Легенда о гибели тральщика

«Ночь, густой туман.. Мрачен океан. Мичман Джон угрюм и озабочен...» — Максим Рудых мурлы­кал под нос, чтобы не дремать. Он, как и мичман из английской песенки, третьи сутки не спускался с открытого ходового мостика. Только тумана не было. И за бортом плескался не океан, а всего лишь Карское море с тусклой, словно бы хворой волной. Такой она кажется всегда, если температура воздуха падает ни­же нуля, а насыщенный солью раствор, сопротивляясь и дрыгаясь, не дает схватываться зреющим внутри иг­лам. Вода как бы покрывается плесенью и не идет ни в какое сравнение с вольной Атлантикой.

«Терпенья много. Держи на борт! Ясна дорога и... близок порт. Ты будешь первым. Не сядь на мель...»

«Близок? Как бы не так!» — думал капитан-лейте­нант Рудых. Проклятая мелодия крутилась в его мозгу, словно заезженная пластинка, а напевать дальше нельзя. Еще накличешь беду.

Следующий куплет был о том, как, вздрогнув всем корпусом, истребитель, то есть по-нынешнему «охот­ник за подводными лодками», налетел на мину. Рус­ский перевод излагал ситуацию так: «Вдруг неясный гул корпус содрогнул...» И это никак не соответствова­ло действительности. Какой там, к черту, «гул», да еще «неясный»? Яснее не бывает. Несколько центне­ров особой взрывчатки, вывернув море, рявкают корот­ко, глухо и беспощадно. Именно так подорвался грузо­пассажирский пароход в шестидесяти милях от ост­рова Белый. Это случилось в начале сентября на гла­зах у Максима в девятнадцать часов пятьдесят семь минут по вахтенному журналу. Три корабля охране­ния в один момент потеряли главную цель, ради кото­рой их направили сюда из Архангельска. Паро­ход не удалось уберечь. Ближайший из тральщиков рванулся для того, чтобы снять хотя бы пассажи­ров. Но вода вновь вздыбилась с тем же характер­ным звуком, проглотив боевой корабль вместе с командой.

Оставшийся тральщик нервно замигал сигнальным фонарем-ратьером. Флагман категорически запрещал Максиму приближаться к тонущему пароходу, полагая, что тот находится на минной банке. Далее флагман информировал о том, что, отдав якорь, сам возглавит спасение людей. Капитан-лейтенанту Рудых было при­казано направить в распоряжение флагмана шлюпку и катер, а самому курсировать в отдалении, обеспечи­вая охранение спасательной операции.
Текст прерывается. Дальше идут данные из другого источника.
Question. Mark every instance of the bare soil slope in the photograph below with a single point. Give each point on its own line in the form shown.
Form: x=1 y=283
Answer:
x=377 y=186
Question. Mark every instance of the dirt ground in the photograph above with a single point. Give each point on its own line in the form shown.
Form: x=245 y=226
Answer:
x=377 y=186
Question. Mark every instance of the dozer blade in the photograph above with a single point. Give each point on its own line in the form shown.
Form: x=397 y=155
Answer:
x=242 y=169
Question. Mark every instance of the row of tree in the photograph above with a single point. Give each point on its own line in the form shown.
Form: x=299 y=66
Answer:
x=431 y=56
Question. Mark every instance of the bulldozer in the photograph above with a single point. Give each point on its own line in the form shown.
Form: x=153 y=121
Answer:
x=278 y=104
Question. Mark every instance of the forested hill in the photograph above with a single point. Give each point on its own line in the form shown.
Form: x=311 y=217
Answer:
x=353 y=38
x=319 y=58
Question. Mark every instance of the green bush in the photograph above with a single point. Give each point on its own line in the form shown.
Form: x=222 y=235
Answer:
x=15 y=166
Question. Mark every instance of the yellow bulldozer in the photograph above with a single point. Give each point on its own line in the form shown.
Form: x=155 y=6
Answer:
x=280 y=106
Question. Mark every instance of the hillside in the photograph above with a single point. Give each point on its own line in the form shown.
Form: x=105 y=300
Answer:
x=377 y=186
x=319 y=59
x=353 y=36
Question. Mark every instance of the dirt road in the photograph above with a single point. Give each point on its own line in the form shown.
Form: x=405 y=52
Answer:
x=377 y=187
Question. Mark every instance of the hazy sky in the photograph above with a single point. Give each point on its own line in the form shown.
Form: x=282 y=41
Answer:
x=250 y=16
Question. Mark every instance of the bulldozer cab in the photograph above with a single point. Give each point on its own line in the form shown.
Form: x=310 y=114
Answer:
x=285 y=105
Семафор командира конвоя занесли дословно в журнал. Рудых расписался в знак того, что понял и принял к исполнению. Он не подозревал о том, что подлинность этого распоряжения скоро поставят под сомнение, что установить истину окажется нелегко, поскольку автора семафора уже не будет в живых, а Максиму, едва вступившему в командование новым кораблем, предъявят невероятно позорное обвинение в трусости.

Представитель военного трибунала сомневался по должности. Поступить иначе он не мог. Рудых объяс­нил, что командир корабля обязан подчиняться безоговорочно. Не было, у Максима оснований и прав не доверять покойному флагману. Кто знал, что враг впервые применил новое оружие? Тугой, задушливый удар не отличался по звуку от взрыва неподвижно лежащей на грунте мины с магнитно-акустическим взрыва­телем. Район считался тыловым. Здесь изредка появ­лялись только отдельные бомбардировщики. Поэтому гидроакустическая вахта на тральщиках неслась по­очередно. А на поверхности моря не было замечено ни перископа, ни бурлящего следа обычных парогазовых торпед, которые и рвутся совсем иначе: резко и звонко.